THE EVOLUTION OF THE INTERNET

When the Internet burst on the scene in the early 1990s, propelled by the World Wide Web, it generated euphoric enthusiasm for its capacity to overcome institutional obstacles and launch an unprecedented—even revolutionary—democratic surge. The early days of the Internet were characterized by a sort of digital utopianism that suggested everything was possible online and that everything would be better: more transparent, more open, more free.
28
The Internet would make it possible for all people to communicate freely with each other and have near-instant access to a treasure trove of information; the bad old days of media monopolies, commercial interests, and politicians—not to mention dictators—controlling the public sphere would soon be gone. People could bypass traditional gatekeepers and organize effectively among themselves. Digital technology could draw everyday people into actual policy formation and governance in a manner that had been unimaginable previously. Authoritarian regimes would be placed on the endangered species list, while weak democracies would get muscled up. The development of Google search, broadband, smartphones, and social media—such as YouTube, Facebook,
and Twitter—in the following decade only accentuated the power now in the hands of the many.

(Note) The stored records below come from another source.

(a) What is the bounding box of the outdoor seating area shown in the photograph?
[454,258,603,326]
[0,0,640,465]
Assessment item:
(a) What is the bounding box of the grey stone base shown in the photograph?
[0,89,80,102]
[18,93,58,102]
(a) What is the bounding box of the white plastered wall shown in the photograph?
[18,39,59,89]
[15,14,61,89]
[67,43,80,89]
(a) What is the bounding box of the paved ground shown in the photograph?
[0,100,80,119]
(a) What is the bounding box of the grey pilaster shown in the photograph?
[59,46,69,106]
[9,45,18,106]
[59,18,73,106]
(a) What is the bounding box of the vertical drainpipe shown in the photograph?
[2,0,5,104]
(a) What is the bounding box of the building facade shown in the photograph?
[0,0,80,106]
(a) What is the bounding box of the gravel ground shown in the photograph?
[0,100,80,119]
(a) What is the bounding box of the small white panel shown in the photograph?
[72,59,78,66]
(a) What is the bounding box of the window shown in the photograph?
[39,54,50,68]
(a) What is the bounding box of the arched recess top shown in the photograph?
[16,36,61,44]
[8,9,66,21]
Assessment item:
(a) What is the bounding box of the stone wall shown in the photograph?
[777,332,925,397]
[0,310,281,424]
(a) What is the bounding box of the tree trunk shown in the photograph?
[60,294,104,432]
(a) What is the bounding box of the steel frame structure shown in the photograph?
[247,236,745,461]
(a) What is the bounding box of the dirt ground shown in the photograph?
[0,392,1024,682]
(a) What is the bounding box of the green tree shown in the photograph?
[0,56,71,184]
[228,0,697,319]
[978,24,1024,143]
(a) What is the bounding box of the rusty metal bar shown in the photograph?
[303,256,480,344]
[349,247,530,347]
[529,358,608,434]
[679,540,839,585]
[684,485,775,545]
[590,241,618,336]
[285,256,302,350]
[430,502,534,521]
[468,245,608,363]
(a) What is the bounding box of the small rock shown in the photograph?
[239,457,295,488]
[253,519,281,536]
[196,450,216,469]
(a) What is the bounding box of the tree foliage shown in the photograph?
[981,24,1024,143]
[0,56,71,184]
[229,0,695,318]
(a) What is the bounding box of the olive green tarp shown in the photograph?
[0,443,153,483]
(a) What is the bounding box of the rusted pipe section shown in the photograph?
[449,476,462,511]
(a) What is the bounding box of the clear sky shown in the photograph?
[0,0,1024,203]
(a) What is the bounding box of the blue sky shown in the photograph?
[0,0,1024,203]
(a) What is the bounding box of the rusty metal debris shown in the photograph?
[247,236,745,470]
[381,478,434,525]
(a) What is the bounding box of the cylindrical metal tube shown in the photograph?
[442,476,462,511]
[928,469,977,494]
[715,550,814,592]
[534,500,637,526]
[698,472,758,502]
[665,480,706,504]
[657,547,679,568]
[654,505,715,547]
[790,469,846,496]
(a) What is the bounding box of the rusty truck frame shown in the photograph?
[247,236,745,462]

In this technological utopianism, the Internet would be a godsend for elections. Voters would be able to get for free in-depth material on candidates and issues online. The digital record would not allow candidates to make one claim to one group and a contradictory claim to another group without it coming back to haunt them. Lying and manipulation would be nowhere near as effective or possibly toxic. Online it would be much easier to spawn dissident challenges within the major parties as well as to the major parties as the costs of participation would be radically lower. In some countries, such as Britain, it appears that the Internet has been a factor in actually lowering the costs of national campaigns while they have skyrocketed in the United States.